The 'safety' came from the separation from the Microsoft technologies that were typically used to transmit some malicious payload, or was the principle site of the exploit. This 'safety' reason was a good reason to use Mac OS X. IT STILL IS a good reason to use OS X.

However, no operating system (from Apple or anyone else) will ever be able to protect its users from themselves - not completely anyway. The threat of a trojan/worm will always exist on any and every operating system.

These things are executed by a user, somehow directing the machine directly - someone the machine MUST be able to trust in order to function. In the best case scenario the user will be warned before doing something the operating system thinks might not turn out the way they wanted, like when you visit a website with an unverifiable certificate, etc. Even in this instance though, the user (at some level of security, maybe some classification of restricted users can't do what they want, but the 'Administrator' of the machine at any rate) MUST be permitted to direct the machine, and not the other way around.

(Analogy: You car is headed for a giant tree at 200 Km/h and you turn the steering wheel to avoid it, with plenty of time to make the turn, and the car decides that because you're cell phone is ringing (or something similarly stupid) you don't know what you're doing and ignores the steering wheel... yikes! ) You wouldn't like it much if you were prompted with an "Are you sure?" dialog before the computer executed every single action, would you. ("Are you sure you want to open the document you just double clicked on?" "Are you sure you want to go to that webpage you just clicked on the bookmark for?" "Are you sure you want to pull down that menu you just clicked on?" "The computer detected that you have moved the mouse - Are you sure you want to move the screen pointer 3 pixels to the left and 2 pixels up?" - pretty annoying, eh?)

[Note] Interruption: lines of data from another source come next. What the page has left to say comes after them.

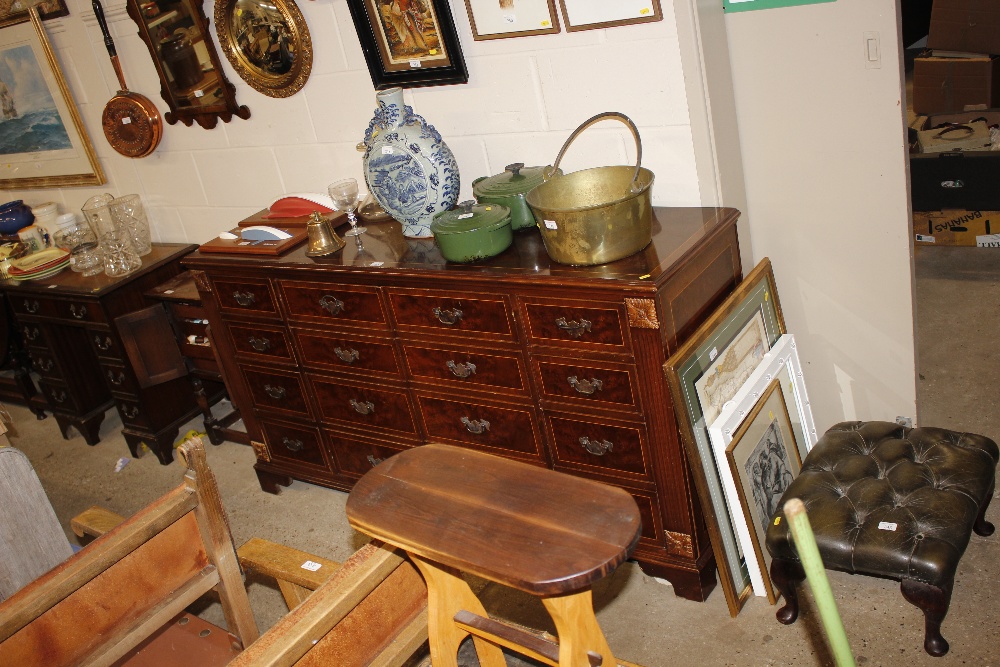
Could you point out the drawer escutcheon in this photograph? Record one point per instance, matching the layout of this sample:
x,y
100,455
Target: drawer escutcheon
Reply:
x,y
585,387
597,447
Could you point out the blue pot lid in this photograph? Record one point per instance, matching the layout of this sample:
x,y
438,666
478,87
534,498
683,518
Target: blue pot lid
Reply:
x,y
470,217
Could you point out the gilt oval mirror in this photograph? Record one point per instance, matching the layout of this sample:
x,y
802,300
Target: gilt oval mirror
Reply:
x,y
191,79
267,42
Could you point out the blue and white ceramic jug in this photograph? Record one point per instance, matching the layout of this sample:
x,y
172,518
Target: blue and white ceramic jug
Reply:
x,y
409,169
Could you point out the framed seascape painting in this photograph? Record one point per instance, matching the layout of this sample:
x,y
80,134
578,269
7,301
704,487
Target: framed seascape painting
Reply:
x,y
43,142
781,366
763,460
756,298
409,43
496,19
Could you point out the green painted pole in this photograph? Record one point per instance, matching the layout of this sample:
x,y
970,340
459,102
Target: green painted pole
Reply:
x,y
812,563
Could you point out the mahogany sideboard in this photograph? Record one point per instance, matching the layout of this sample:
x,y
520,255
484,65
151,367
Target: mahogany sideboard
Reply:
x,y
339,362
68,323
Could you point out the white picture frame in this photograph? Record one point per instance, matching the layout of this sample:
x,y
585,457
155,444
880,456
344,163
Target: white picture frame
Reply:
x,y
781,361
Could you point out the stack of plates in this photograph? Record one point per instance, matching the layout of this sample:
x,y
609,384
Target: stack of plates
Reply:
x,y
42,264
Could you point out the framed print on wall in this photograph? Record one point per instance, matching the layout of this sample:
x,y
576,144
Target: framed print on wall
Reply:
x,y
763,460
591,14
755,297
496,19
409,43
43,142
781,365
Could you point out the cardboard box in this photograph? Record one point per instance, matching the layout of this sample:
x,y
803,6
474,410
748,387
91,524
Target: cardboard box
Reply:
x,y
957,180
957,228
965,25
948,85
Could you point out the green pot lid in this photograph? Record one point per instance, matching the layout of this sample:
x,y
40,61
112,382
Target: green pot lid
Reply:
x,y
516,179
470,217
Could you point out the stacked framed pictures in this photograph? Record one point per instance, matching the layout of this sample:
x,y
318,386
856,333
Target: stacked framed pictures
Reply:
x,y
746,425
759,440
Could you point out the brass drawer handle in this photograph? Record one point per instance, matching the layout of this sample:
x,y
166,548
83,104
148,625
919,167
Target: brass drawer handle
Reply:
x,y
363,407
585,387
244,298
260,344
293,445
447,316
476,426
331,304
462,370
347,356
277,393
597,447
574,329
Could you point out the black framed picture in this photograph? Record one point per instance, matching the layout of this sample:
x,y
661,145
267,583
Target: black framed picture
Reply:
x,y
409,43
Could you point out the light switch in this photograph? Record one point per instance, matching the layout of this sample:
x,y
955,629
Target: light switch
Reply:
x,y
873,51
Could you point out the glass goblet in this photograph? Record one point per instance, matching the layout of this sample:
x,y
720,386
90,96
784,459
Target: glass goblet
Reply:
x,y
346,197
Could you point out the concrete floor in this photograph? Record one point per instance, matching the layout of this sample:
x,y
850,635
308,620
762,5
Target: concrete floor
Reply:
x,y
958,305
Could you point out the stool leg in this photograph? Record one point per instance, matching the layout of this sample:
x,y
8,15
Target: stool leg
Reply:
x,y
982,526
786,575
577,629
447,594
934,602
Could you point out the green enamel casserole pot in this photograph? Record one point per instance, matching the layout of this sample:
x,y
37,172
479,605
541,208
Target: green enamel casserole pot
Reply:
x,y
472,232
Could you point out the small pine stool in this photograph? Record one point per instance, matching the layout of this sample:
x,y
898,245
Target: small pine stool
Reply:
x,y
455,510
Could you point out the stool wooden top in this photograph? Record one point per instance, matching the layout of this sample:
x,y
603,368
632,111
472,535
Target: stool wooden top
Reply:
x,y
527,527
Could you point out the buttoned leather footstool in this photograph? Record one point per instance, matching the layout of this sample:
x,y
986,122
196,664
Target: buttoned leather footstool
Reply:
x,y
890,501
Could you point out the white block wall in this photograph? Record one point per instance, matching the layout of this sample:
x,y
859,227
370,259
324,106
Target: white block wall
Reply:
x,y
524,98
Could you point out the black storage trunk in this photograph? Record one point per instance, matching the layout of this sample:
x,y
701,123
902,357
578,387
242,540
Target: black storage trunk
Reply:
x,y
968,180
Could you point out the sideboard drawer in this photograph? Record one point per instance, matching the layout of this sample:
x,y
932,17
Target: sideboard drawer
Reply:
x,y
258,341
356,457
347,305
587,383
32,305
246,296
80,311
277,391
599,448
294,444
363,406
479,369
452,313
352,354
577,324
507,428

No operating system should be given the power to refuse an order from a user that should be trusted - but in the bluntest terms, NO users can be trusted. There will always be ways to entice people (even smart computer people) to open things they shouldn't, whether it be promising screenshots of the next OS release (as in this case), or spring-break-girls-naked videos, or drugs, or money, or whatever it is.... and people will run these things thinking they're one thing and realising later it's something else entirely, only too late. There's no second chances in this game.

There are things the OS can do to protect us (and it's doing many of them already), and there are things we can do for ourselves (I'll go over some in my article to come), but to sum all this up, every single user needs to take responsibility for their own cyber-space.

Don't open things you can't trust. Period.

After all, a computer is only as smart as the monkey in front of it.